Creating a superimposed chart will require more care than the previous approach. In Matplotlib, we need to manually track the positions of each PolyCollection. We want two sets of Gantt bars for each 'buffer_id' (one for "Signal A" and another for "Signal B"). From there, we’ll clean up some of the aesthetics and add an inline legend so that we know which bars/colors relate to which signal.

from matplotlib.pyplot import subplots, rc, get_cmap
from matplotlib.ticker import MultipleLocator

colors =  get_cmap('Set1').colors
rc('font', size=16)

fig, ax = subplots(figsize=(16, 8))

for i, (buffer, group) in enumerate(df.groupby('buffer_id')):
    for color, (sig, group) in zip(colors, group.groupby('signal_id')):
        height = .3
        if sig == 'A':
            offset = 0
        elif sig == 'B':
            offset = -height
        
        ax.broken_barh(
            xranges=group[['start', 'delta']].to_numpy(), yrange=(i+offset, height),
            color=color, label=sig, lw=0
        )
        
        if i == 0:
            ax.annotate(
                f'Signal {sig}',
                xy=(1, i + offset + (height / 2)), xycoords=ax.get_yaxis_transform(),
                xytext=(5, 0), textcoords='offset points',
                size='large', ha='left', va='center', 
                color=color
            )

ax.set_yticks(sorted(df['buffer_id'].unique()))
ax.set_yticklabels(sorted(df['buffer_id'].unique()))
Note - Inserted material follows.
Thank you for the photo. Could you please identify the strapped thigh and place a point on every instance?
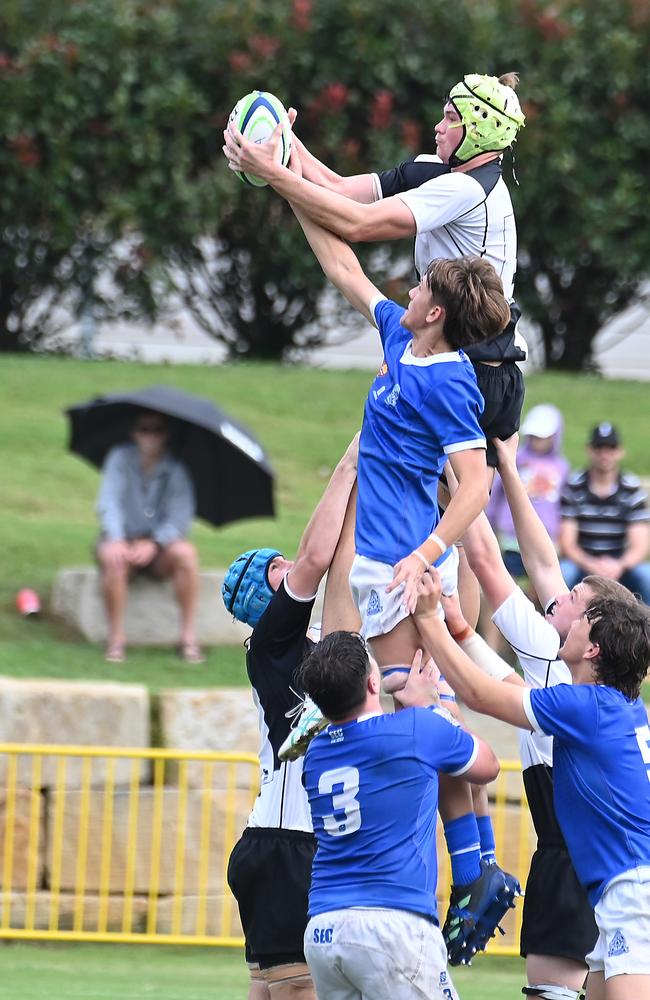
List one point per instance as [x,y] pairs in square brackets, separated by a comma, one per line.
[292,972]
ax.set_title(f'Visualization of Signal Overlap', loc='left', size='x-large', pad=15)
ax.set_ylabel('Buffer ID')
ax.spines['left'].set_visible(False)

ax.yaxis.set_tick_params(left=False, which='both')
ax.yaxis.set_minor_locator(MultipleLocator(.5))
ax.yaxis.grid(color=ax.get_facecolor(), which='major')
ax.yaxis.grid(which='minor')
ax.margins(0)

ax.xaxis.set_major_formatter(lambda x, pos: f'{x/1000:g}')
ax.set_xlabel('Elapsed Time (ms)')

ax.invert_yaxis();

/_images/1a583bdeb1d4b3827ab4d190c14b4cef41ec887785926e4625ab2089c54cd2c4.png

And there we have it: a superimposed Gantt chart to explore our binary signals. A future addition to consider is that we have yet to pick out a message to communicate here. Although we've created a fairly nice exploratory chart, I would need to supplement additional visuals if I wanted to truly communicate something about how much overlap occurred between each signal.

Wrap Up

Thanks for checking out my blog post this week! Gantt charts are a great way to communicate a binary signal in a fairly dense format.